The use of continuation passing style is also apropos: compare the LC++ logic
programming library which uses CPS to implement lazy streams for query
evaluation. In LC++ an "OR" relation is implemented by calling the first
argument with the continuation, and then the second argument with the
continuation. An "AND" is similar, except it chains the continuations.

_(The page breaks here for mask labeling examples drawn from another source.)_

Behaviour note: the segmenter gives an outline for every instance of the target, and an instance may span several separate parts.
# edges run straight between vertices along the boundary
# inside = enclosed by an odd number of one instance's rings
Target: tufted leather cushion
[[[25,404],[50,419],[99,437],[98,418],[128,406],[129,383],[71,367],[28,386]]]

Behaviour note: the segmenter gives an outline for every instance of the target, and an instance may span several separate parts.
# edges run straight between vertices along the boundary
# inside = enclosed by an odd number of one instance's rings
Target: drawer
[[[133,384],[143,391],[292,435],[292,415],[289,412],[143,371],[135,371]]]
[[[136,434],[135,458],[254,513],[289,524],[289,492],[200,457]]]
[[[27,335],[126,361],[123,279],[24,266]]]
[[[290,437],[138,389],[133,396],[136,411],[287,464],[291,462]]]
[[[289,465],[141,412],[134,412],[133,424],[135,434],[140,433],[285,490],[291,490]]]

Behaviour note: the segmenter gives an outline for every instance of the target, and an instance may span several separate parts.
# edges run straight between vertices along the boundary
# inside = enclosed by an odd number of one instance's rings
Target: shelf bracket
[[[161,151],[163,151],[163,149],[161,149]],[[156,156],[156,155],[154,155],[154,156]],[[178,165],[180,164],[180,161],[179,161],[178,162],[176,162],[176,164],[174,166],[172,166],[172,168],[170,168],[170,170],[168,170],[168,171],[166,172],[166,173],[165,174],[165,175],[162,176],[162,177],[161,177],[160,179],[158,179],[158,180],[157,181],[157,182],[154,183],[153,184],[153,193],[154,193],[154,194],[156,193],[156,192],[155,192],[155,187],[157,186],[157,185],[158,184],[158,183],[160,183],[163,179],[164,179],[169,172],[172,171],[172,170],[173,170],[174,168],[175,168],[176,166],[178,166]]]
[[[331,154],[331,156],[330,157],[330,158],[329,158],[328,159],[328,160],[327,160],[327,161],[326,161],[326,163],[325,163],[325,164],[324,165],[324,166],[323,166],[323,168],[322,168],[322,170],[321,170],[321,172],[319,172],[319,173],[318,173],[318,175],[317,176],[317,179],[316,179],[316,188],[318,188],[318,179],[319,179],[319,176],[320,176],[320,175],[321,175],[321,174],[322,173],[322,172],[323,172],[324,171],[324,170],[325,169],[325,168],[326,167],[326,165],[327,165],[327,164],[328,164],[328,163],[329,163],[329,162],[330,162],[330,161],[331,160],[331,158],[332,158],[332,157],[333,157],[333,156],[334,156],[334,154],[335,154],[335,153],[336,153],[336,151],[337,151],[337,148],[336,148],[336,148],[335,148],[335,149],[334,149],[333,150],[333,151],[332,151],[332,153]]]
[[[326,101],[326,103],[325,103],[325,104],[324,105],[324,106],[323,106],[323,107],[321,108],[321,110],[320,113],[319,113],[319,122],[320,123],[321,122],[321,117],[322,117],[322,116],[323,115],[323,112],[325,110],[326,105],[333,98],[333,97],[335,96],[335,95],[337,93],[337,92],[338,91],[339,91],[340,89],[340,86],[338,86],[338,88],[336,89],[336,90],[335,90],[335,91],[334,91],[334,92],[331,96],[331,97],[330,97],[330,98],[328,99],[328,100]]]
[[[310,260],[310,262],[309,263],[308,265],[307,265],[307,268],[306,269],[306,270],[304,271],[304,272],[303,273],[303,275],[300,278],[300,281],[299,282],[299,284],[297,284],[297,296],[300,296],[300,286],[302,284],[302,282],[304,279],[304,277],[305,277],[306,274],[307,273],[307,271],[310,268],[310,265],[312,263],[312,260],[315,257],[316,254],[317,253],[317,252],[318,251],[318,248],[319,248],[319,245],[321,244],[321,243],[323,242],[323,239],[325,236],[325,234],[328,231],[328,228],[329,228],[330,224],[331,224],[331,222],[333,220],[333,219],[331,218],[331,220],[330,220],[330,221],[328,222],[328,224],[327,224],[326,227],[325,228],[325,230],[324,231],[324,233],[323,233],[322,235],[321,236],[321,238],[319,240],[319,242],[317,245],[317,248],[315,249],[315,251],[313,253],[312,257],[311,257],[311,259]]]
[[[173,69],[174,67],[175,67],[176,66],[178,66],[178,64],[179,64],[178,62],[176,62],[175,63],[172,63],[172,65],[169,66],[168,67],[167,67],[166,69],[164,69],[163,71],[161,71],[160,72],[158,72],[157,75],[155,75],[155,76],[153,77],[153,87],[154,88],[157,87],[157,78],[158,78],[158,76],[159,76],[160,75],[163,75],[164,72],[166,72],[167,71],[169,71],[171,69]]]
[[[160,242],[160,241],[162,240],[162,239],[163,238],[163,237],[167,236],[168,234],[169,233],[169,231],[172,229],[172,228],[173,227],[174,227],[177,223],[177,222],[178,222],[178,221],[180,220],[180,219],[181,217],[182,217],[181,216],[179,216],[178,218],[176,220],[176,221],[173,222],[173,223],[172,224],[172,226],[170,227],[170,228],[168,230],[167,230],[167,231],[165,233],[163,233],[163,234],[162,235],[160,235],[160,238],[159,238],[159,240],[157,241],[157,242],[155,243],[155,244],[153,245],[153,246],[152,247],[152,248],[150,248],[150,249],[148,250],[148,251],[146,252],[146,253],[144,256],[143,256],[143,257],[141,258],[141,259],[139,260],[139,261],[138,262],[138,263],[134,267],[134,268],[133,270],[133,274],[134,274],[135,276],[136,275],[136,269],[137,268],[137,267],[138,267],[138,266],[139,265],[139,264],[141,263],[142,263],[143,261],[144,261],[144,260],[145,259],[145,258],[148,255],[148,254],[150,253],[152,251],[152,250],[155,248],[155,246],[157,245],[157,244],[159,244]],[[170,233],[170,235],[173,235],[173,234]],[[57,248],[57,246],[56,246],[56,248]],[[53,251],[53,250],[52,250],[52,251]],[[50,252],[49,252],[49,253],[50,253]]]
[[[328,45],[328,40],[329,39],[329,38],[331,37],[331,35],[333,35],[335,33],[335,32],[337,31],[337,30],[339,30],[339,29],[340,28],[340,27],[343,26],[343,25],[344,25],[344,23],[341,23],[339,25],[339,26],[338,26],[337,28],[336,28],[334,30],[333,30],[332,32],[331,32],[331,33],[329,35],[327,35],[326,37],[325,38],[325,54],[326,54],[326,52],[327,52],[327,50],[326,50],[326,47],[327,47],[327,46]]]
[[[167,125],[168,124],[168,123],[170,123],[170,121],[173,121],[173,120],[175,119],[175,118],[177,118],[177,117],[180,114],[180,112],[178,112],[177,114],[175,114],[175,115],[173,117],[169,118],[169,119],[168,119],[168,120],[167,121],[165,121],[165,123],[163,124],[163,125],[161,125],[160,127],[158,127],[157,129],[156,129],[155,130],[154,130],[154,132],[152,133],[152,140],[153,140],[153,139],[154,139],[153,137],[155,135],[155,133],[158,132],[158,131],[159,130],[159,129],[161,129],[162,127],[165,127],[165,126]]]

My personal interest in this topic is that I believe it should be possible to
use continuation passing style and callbacks together to make an evaluation
engine which "reorganizes" the C-stack to aid in debugging. It would work like
this: the user code would utilize CPS, but the runtime engine, not the user
code, has final say over where the continuation actually jumps. By priming the
linked-list of continuations + context data the right way, the runtime could
"stack the deck" so that when the user functions run, it creates a "fake"
callstack that looks like a certain series of operations ran, which in reality
may have actually been run a long time ago or may be composed of pieces of
different chains of computation. In this way, the engine could communicate to
the programmer + debugger a semantically meaningful summary of an otherwise
convoluted / too detailed original computation. Or restart a computation which
had to be previously abandoned due to needing data that wasn't available yet.
I call this technique "stacking the stack" (in analogy to stacking the deck to
cheat at a card game).

Also, although your technique of calling the continuation twice as in "return
cont(a * a, data) && cont(a _a_ a, data);" is perfectly valid (in fact, this
code is also a syntactically valid Castor logic expression), here's another
way it could be done: convert the nondeterministic choice into a deterministic
one by lifting the information as to which branch is being executed into a
variable which can be passed in. It would then look like:

int foo(int * next_part, int a, cont_t cont, data_t * data)

{

    
    
      switch (( * next_part)++)
    
      {
    
      case 0: return cont(a * a, data); 
    
      case 1: return cont(a * a * a, data); 
    
      default: return 0; // fail when exhausted 
    
      };
    

}

You're already doing this, sort of, in the regex engine when you do "switch (
* p)". The difference is, there, you're choosing between alternatives based on
a concrete property of the input character. If you like, think of the
"next_part" variable as an intangible or out-of-band property of the current
input. Once you do that, you could even turn all of you "switch ( * p)"
statements into "switch (( * next_part)++)" and simply _assume_ *p matched
that case (we'll just fail inside the step if it didn't match, and backtrack).
Congratulations, now you're doing logic programming!!